Compass Employees At Enloe Medical Center To Protest Suspension Of Worker Over Emergency Room Visit

CHICO, Calif., Aug. 9 /PRNewswire/ --

What: Workers Deplore Employer for Suspension of Employee Over Time Spent in Emergency Room When: Tuesday, August 10th at 11:00 a.m. Where: Enloe Medical Center Cafeteria, Chico

On Tuesday, August 10, a delegation of hospital food service workers will deliver a signed letter to Compass/Morrison management, the hospital’s food service subcontractor, in protest of the suspension of Michelle Parker, a food service worker at the hospital for two years. Parker was suspended after she spent time in the hospital’s emergency room when she was having heart attack symptoms including left chest and neck pains, faintness and difficulty standing. Parker’s coworkers will march with her to deplore the decision to suspend her made by Compass/Morrison Services (the subcontractor providing food service to Enloe Medical Center).
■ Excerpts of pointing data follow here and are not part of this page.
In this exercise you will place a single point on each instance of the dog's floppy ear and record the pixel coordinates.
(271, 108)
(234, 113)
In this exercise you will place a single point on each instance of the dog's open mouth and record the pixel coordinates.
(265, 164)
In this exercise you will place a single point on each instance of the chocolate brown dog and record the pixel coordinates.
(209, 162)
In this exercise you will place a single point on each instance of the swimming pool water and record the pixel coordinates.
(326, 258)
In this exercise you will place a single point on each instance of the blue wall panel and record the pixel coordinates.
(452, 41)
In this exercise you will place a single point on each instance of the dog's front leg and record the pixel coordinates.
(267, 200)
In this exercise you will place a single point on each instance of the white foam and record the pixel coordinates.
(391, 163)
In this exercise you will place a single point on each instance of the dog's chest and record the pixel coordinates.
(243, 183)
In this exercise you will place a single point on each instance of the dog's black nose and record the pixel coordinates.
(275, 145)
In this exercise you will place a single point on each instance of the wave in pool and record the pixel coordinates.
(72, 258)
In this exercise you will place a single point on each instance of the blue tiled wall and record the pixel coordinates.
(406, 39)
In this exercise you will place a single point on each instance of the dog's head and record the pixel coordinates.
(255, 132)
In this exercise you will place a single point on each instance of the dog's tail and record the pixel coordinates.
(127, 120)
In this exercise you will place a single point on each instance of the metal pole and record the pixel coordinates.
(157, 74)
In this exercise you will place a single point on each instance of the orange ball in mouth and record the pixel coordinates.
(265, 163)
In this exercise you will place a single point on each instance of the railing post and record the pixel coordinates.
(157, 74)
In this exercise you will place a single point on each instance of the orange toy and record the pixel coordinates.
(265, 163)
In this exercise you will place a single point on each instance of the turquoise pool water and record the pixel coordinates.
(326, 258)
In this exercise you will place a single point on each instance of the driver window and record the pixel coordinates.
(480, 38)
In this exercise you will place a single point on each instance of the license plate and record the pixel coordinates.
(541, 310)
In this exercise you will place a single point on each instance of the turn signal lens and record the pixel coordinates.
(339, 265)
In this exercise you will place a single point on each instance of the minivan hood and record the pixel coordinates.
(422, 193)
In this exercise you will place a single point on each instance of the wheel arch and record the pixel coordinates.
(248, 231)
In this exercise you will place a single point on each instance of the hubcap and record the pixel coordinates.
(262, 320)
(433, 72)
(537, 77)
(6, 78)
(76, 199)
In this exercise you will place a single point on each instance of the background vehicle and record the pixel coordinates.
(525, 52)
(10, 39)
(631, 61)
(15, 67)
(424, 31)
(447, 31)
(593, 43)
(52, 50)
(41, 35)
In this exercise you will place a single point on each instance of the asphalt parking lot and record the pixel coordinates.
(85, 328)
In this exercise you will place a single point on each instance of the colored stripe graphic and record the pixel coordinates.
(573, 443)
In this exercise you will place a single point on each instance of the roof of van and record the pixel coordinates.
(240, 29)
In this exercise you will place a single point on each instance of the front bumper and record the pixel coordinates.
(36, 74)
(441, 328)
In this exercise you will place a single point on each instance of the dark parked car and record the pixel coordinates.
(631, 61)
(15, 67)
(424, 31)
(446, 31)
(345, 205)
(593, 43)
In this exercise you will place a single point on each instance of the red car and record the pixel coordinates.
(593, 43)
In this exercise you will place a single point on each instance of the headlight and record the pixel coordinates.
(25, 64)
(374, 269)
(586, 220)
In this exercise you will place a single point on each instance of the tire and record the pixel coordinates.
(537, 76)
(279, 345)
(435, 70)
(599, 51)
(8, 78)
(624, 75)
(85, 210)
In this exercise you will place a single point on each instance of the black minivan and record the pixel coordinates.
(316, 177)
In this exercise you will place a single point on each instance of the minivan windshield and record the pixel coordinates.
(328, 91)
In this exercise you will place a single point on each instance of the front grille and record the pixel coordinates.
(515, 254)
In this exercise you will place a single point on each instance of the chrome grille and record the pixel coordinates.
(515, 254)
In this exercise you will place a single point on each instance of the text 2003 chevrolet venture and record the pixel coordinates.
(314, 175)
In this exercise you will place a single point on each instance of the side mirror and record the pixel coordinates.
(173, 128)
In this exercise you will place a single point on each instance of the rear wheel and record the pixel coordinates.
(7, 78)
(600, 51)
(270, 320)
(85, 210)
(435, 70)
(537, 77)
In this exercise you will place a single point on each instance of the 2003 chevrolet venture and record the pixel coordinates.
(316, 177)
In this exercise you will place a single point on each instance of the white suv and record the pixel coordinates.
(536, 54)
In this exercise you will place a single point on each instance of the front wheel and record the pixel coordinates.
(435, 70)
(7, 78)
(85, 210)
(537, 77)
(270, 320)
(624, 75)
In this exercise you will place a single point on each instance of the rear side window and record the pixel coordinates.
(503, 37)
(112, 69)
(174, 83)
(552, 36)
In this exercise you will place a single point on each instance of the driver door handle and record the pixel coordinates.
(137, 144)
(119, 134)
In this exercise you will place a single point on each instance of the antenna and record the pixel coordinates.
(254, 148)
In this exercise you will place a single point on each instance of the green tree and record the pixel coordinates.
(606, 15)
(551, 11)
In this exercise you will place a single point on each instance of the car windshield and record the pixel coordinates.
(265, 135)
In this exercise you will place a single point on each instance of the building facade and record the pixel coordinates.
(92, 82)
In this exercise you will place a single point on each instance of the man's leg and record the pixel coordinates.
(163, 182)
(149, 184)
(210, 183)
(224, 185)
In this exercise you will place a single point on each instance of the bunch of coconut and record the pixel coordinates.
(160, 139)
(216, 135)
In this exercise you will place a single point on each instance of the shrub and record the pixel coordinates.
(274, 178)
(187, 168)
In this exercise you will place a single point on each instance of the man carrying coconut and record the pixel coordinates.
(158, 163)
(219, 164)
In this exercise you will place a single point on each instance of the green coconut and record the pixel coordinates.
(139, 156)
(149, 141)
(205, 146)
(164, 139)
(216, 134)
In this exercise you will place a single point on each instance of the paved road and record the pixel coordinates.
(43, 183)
A full description of the situation leading to Parker’s suspension can be found in the attached letter to management.

“Michelle Parker has been a dedicated coworker of mine in food services for two years now,” said James McCarthy, a nutrition and food services worker. “This is a horrible way for a company to treat their workers. Over the past two years, Michelle has worked Saturday and Sundays, Christmas, New Years Day, July 4th, Labor Day and Thanksgiving for the hospital food service with no additional weekend or holiday pay. I think it’s appalling that the first time management gives her a weekend off, it is a disciplinary action taken against her for exhibiting heart attack symptoms and following her doctor’s orders.”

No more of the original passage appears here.